Electrical – TYPE-K Thermocouple wire to a thermistor

thermistorthermocouplewire

I have thermocouples and thermistors on my job measuring temps. I accidently ran type k thermocouple wire to my thermistors. I am wondering if they will still read accurately or if I need to replace the wire with a 2 pair shielded conductor ? thank you

Best Answer

There are 2 questions here.

  1. Wire is made with thermocouple materials. How much would that affect thermistor reading, compared to regular copper wire?

Here's a hypothetical example. Let's say that the temperature on the thermistor end of the wire is 100 °C, and temperature on the proximal end of the wire is 20 °C. Type K thermocouple has sensitivity of 41 µV/°C, so an 80 °C gradient will generate 3.3 mV. If we also have a common 10 kΩ NTC thermistor (for example, NTCS0603E3103*LT), it would have the resistance around 1 kΩ at 100 °C, and its sensitivity would be 2.62%, which corresponds to 26.2 Ω/°C change in resistance. If there is 0.5 mA current running through the thermistor, then the sensitivity becomes 13.1 mV/°C.

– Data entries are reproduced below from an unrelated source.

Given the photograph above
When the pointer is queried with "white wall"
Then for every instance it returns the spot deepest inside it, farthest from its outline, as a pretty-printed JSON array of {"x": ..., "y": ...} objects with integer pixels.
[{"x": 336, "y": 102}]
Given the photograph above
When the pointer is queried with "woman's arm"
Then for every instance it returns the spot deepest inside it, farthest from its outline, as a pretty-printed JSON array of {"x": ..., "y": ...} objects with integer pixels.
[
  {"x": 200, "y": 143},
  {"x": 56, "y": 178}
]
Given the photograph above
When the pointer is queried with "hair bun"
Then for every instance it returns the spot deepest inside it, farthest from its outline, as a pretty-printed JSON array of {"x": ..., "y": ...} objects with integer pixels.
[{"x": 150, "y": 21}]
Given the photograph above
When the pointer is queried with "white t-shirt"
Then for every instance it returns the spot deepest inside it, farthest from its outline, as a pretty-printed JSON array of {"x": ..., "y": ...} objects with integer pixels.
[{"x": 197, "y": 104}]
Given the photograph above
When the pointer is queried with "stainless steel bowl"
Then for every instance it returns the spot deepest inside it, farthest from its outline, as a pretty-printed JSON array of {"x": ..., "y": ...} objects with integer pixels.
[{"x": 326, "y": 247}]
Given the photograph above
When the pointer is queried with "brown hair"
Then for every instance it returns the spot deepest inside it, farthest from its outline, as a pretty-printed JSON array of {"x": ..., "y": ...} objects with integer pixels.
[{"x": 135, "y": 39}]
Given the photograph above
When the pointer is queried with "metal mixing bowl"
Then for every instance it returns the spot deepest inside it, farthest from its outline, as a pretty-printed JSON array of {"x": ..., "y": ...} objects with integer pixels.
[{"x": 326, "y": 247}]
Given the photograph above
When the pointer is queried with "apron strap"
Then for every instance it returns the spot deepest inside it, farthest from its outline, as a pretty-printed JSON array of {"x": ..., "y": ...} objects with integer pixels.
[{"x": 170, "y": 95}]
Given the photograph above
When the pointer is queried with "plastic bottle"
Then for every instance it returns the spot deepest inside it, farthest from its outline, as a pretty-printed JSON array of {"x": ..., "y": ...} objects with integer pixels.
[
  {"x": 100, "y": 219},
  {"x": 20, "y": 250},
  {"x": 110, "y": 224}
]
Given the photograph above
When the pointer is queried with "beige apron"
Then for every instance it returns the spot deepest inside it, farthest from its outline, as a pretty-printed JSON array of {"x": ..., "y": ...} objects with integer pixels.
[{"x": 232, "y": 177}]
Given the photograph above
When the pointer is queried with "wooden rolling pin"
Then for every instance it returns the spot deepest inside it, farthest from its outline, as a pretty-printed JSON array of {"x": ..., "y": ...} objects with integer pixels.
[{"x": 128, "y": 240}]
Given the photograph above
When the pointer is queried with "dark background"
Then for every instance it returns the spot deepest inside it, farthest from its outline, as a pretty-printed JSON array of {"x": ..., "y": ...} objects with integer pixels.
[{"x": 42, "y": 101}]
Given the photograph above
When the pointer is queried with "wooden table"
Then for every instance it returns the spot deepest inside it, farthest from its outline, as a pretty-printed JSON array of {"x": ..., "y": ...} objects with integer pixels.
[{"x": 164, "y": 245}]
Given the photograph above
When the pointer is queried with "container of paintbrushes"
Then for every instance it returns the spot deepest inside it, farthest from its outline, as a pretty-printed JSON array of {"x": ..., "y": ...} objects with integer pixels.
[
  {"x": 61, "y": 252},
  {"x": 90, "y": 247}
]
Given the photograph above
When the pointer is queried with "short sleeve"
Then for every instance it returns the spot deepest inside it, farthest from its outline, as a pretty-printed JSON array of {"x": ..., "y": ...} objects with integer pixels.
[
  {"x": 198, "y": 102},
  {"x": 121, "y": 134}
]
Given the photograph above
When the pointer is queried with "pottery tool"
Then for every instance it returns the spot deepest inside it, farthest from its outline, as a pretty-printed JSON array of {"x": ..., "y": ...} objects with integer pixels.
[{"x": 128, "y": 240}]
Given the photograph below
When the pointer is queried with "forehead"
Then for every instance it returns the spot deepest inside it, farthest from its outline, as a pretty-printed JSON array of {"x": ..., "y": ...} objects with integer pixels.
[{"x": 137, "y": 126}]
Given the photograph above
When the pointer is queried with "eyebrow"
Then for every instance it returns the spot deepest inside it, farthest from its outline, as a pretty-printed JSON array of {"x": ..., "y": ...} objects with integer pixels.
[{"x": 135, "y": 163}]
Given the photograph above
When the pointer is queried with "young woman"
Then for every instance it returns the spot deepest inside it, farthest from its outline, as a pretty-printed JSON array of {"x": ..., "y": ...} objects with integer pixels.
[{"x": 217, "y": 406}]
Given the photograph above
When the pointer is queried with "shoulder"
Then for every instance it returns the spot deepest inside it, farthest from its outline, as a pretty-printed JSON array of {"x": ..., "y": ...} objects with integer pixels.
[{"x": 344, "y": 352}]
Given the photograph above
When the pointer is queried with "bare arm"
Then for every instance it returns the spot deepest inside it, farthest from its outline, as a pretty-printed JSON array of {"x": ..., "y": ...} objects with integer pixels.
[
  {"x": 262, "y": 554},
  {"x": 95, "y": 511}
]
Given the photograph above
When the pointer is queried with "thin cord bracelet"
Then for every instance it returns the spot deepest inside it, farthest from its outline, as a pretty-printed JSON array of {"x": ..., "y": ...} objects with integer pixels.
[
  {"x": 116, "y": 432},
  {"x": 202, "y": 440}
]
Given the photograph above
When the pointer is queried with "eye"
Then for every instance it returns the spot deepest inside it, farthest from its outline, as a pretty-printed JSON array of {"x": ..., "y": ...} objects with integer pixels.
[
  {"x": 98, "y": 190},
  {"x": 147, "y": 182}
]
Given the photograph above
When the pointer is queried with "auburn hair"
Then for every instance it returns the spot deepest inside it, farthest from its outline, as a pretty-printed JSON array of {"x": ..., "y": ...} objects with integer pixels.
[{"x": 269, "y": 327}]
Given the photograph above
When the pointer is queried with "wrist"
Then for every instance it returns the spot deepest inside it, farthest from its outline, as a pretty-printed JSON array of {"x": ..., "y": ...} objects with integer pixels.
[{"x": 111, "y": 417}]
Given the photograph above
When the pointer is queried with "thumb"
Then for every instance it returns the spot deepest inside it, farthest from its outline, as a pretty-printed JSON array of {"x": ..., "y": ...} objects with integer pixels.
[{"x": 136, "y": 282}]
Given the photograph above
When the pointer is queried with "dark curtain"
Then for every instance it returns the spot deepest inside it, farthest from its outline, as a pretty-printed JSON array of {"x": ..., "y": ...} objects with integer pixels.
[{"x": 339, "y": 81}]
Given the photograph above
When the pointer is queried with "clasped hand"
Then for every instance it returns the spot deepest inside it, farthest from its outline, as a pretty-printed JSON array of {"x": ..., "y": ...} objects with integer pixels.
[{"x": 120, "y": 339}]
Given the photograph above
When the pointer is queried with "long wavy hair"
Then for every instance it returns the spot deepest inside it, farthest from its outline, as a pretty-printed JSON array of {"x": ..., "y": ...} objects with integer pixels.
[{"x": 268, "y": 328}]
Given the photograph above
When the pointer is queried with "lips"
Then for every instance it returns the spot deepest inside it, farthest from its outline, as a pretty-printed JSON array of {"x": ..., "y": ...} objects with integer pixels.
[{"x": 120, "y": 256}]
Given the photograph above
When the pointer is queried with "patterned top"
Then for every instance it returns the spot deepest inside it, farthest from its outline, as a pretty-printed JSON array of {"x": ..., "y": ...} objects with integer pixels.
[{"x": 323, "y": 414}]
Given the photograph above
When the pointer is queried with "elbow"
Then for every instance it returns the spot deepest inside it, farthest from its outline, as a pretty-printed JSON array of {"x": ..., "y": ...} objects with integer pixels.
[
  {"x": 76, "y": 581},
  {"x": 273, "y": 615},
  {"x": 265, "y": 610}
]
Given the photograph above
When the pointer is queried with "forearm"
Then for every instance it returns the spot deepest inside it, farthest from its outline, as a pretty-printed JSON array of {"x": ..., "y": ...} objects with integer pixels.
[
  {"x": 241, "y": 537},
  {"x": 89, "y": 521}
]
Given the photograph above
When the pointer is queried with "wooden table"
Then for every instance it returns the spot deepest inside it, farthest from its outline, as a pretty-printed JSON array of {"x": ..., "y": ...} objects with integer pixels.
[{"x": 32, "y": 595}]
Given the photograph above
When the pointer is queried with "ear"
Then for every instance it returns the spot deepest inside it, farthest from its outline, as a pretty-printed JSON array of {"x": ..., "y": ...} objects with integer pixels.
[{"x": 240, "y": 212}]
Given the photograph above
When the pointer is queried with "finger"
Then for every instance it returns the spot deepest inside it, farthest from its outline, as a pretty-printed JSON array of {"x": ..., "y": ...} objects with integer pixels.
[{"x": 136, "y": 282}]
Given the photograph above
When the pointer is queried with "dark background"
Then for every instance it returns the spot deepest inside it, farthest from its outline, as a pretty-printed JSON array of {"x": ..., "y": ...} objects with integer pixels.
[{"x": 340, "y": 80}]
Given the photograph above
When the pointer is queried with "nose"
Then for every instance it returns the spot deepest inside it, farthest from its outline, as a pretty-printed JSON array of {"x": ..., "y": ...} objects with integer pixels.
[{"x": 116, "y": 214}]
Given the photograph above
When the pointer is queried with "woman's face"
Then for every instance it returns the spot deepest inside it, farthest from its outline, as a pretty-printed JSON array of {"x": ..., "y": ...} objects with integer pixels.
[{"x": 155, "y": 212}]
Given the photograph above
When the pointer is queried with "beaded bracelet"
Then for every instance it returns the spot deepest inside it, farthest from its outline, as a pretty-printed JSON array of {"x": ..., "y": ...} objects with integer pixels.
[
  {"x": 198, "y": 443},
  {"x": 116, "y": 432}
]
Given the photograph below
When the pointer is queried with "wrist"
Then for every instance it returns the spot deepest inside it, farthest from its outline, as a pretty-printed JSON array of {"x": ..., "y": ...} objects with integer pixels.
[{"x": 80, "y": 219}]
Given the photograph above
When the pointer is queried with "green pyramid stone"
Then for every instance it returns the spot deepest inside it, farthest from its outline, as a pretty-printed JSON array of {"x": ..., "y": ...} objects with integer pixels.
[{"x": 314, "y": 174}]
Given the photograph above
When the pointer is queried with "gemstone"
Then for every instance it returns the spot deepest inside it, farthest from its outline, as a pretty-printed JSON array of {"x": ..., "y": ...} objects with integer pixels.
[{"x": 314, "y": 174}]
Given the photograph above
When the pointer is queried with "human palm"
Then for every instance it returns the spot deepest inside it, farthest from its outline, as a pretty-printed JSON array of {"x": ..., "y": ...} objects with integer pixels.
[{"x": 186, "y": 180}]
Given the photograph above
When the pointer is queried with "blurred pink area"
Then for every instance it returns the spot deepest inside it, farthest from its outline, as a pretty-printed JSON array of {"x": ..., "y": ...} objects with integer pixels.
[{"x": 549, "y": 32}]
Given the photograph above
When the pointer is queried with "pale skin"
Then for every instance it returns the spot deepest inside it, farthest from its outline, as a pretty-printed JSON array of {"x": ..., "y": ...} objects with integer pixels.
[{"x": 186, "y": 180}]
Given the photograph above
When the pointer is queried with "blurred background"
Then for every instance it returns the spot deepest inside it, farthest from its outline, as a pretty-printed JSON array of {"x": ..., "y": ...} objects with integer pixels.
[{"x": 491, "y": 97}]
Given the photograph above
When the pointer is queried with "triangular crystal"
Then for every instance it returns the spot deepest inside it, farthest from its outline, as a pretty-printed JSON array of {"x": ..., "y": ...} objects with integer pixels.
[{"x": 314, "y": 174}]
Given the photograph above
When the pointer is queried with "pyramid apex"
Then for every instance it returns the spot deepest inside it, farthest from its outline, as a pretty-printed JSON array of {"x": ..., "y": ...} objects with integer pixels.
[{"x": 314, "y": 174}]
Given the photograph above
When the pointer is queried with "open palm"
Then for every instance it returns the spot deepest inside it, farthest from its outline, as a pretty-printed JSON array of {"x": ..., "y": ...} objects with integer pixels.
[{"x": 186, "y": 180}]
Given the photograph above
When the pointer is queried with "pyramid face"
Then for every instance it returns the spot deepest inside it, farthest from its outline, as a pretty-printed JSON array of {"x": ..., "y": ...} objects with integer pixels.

So, the voltage generated by the thermocouple wire may or may not be appreciable. The higher the temperature that you will be measuring with the the NTC thermistor, the greater the impact of the thermocouple wire.

  1. EMI and shielding (since the O.P. had mentioned shielded conductor).

EMI would affect thermocouple wire and regular copper wire equally.